I already mentioned in the previous post that thanks to the last update I have more flexibility when it comes to writing training plans. I have eagerly made use of that flexibility.

Recap: Until now there were 5 training plans per typical race distance (+ intermediate distances (from half to full marathon) and ultra distances (currently 45k to 60k)), which were based on your fitness level. Within those 5 plans, the hyperpersonalization took place to your specific pace zones.
The basic schedule was based on 4 training sessions per week, where 1 was added (2 for the marathon) or 1 was removed. Those who opted for 3 training sessions therefore received the first 3 priorities of that basic schedule of 4 training sessions. Albeit there’s nothing wrong with that, I wanted it to be improved.
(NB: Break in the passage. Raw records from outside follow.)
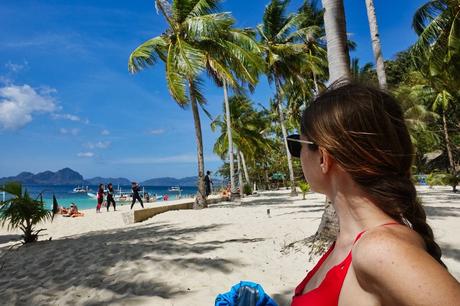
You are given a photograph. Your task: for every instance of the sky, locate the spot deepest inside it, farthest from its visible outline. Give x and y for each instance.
(68, 100)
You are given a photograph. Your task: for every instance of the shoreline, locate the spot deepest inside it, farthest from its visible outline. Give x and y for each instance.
(186, 257)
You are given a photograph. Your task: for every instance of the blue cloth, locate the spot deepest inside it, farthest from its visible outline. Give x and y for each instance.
(245, 294)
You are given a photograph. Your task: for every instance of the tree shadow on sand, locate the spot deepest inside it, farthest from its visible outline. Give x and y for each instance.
(438, 212)
(112, 260)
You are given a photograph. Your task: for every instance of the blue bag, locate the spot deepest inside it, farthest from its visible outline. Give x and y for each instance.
(245, 294)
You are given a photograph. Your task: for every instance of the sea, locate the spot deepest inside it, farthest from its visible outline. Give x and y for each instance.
(65, 195)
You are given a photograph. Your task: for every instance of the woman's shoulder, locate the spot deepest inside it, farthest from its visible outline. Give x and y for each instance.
(387, 244)
(391, 262)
From now on there is no limit anymore: we can upload separate plans based on the number of training days and not just based on the target distance. For those who train less than 4x and more than 5x, that is a blessing.

Plans for 3 days
I have now created specific marathon plans for 3 training days, not purely based on the first 3 priorities of our basic schedule. This means that there is more variety in the training sessions (no longer the fixed pattern of tempo runs, intervals & LSD), and thanks to that variation, also a better ratio between load capacity and training load. That’s important for the marathon because now we focus (even) more on aerobic work. And let that of course also be the zone you need the most during your marathon.

Plans for 6 or 7 days
In addition, there are now also marathon plans for those who want to train 7/7. From 6(+) training days a week you will also be presented a completely new training plus. No longer the 4 + 2 from the past.
Here I have applied my learning from the classes that I took from the last few months. For example, the recovery sessions became shorter and are therefore real recovery runs again: slow and short(er). The basic schedule also includes a part of the weekly volume in that session – you have to get it somewhere, don’t you? If you train 6 or 7 times per week, you will get that volume from other sessions.
You will also see new training forms appear in those plans and we have added an extra performance category. Until now, we didn’t have an ideal solution for the fast runners (2h45 and faster).
About those training forms: we have reduced the anaerobic work a bit more and exchanged it for e.g. intervals where you start quickly (an immediate ‘rise’ in your energy system) and then slow down to a basic pace but still be in the higher energy system than when you were running a flat, but faster, basic pace. I also brought more variety to the tempo runs, with even more variety in blocks and pace. Because variety is what you like, so that’s what we work on. Later we may also apply these new training forms to the plans with fewer training days.

_ How to activate?

The changes are so big that we couldn’t just overwrite the current plans. Are you now in your marathon prep – specifically less than 12 weeks ahead of your goal? Then I advise you to create a new plan.

_ The other distances

In the coming weeks we will tackle the other distances in the same way. It was logic to me that the marathon had priority: marathon preparations are in full force. Since yesterday, we’re able to adjust the support plans as well. That will be my next priority, because that’s where the biggest improvements can take place. But you will read about that in a next blog post!